Every year I somewhat master one new ‘winter survival’ skill. Last year was me versus the scarf. Every time I turned around I was tangled in my scarf, or it would be flying around, or in my way as I tried to unlock doors, just awkward. I feel more competent in this department now, though no promises.
This year I learned more about insulation.
Winter Survival Lesson 1: Ski clothes and walking around in a snow clothes are not the same thing.
When you ski/snowboard/etc you generate body heat in greater proportions, duh. You need layers, but it’s more important that you have full range of motion and that your sweat doesn’t stick to you (i.e. moisture-wicking fabrics). When you are just going to be walking around and sliding down hills, you need more thickness, ie heat retention. This means generally puffier pants, thicker hats, more insulated underwear. Layers are still a good thing. It wasn’t sooo cold when we went to the Village des Sports, but it was not really cold at all with the proper attire. Dan’s mom gave us these hand and feet warmers which I used after lunch and I was good until when we left, after dark, with those in my mittens.
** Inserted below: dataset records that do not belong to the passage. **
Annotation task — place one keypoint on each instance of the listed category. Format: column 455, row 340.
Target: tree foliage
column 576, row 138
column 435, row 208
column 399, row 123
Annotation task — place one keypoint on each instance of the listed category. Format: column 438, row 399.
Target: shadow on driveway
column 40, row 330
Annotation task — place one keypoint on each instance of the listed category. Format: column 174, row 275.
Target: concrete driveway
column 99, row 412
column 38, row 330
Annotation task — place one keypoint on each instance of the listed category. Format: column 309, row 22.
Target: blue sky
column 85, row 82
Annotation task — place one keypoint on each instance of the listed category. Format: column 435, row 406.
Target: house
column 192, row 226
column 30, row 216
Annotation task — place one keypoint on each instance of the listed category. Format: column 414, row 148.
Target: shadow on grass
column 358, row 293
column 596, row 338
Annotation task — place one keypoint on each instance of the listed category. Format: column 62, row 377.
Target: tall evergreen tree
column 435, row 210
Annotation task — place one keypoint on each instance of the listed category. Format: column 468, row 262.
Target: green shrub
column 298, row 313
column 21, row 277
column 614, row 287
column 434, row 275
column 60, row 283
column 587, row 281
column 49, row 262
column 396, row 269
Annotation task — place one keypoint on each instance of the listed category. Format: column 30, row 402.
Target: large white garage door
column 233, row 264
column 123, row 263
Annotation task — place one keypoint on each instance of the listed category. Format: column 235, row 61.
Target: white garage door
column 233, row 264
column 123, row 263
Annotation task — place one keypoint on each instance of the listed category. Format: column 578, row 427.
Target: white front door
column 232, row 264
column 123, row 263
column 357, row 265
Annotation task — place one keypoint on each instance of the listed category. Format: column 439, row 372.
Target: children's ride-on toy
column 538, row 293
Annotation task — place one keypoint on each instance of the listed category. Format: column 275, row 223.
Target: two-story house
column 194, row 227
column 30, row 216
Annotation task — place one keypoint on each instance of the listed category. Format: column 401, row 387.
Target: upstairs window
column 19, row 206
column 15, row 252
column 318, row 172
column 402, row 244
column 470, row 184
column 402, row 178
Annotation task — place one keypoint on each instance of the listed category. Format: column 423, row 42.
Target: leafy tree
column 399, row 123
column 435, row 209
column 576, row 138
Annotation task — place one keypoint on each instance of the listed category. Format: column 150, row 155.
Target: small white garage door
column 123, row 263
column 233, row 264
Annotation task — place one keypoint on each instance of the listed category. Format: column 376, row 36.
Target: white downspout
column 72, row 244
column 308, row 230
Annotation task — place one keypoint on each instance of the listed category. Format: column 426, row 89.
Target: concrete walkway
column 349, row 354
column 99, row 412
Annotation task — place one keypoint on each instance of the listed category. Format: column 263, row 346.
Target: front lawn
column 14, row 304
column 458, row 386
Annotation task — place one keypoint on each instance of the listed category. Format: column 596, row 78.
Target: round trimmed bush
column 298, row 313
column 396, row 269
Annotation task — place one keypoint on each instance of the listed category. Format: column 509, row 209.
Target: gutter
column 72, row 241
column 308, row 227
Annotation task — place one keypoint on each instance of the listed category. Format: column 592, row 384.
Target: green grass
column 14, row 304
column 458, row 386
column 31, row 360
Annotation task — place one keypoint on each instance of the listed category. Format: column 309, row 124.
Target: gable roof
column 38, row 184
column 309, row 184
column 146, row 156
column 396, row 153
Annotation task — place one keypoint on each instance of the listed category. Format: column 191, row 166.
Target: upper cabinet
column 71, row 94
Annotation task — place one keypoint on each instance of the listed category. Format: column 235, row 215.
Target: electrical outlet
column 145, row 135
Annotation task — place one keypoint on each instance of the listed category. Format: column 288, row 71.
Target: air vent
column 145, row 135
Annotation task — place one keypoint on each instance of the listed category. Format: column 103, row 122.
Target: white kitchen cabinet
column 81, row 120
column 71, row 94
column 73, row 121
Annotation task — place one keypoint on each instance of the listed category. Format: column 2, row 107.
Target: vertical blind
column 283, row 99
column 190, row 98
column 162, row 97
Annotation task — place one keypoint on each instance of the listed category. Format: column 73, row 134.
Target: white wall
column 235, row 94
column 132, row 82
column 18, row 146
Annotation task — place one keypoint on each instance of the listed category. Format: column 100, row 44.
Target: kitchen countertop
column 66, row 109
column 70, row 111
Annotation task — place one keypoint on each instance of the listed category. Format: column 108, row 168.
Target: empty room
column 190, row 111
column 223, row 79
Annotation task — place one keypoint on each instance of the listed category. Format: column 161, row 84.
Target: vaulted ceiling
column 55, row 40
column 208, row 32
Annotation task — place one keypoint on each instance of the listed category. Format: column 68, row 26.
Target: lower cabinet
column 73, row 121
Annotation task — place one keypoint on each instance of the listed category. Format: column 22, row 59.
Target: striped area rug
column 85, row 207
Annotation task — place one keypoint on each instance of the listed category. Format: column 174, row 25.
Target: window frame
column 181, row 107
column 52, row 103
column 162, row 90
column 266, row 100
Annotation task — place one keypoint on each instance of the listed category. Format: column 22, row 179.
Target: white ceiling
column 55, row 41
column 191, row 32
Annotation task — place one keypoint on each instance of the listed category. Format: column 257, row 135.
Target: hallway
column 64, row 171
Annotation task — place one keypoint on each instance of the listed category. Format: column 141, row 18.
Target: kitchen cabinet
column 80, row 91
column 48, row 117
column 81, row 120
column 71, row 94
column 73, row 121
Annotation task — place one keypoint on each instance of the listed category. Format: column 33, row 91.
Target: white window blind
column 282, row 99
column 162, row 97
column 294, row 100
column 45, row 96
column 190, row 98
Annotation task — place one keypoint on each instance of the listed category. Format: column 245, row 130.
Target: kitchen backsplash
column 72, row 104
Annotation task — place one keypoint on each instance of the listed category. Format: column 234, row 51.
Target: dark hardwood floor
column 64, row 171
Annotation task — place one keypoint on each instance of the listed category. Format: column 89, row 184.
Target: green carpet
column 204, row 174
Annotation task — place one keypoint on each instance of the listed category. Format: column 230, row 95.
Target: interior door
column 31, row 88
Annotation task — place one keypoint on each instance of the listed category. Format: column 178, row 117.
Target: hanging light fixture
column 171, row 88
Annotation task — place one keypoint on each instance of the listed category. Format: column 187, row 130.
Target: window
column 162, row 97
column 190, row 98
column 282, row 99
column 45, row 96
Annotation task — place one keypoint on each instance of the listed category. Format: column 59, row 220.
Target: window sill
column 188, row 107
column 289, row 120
I had a nasty mishap where I fell off my tube, while attached with the 5 other tubes (it’s really fun that you can ride down together), but I was flipped out of mine as we continued down the mountain, sliding on my left wrist down over half the run. I turned onto my stomach at the end and ended up with some ‘road rash’ there as well. Awesome. Maybe I should have let go, but we were going very fast and my split second decision was to hold on! My wrist is all scraped up and bruised, but no broken bones – luckily.
I guess I got two lessons this year.
Winter Survival Lesson 2: When sliding down a mountain in a tube where you have no control, tuck your feet and hold on to every available handle.
I also felt safer putting my feet in the center of tied together tubes, even if that isn’t most convenient (because of everyone else already has their feet there!!)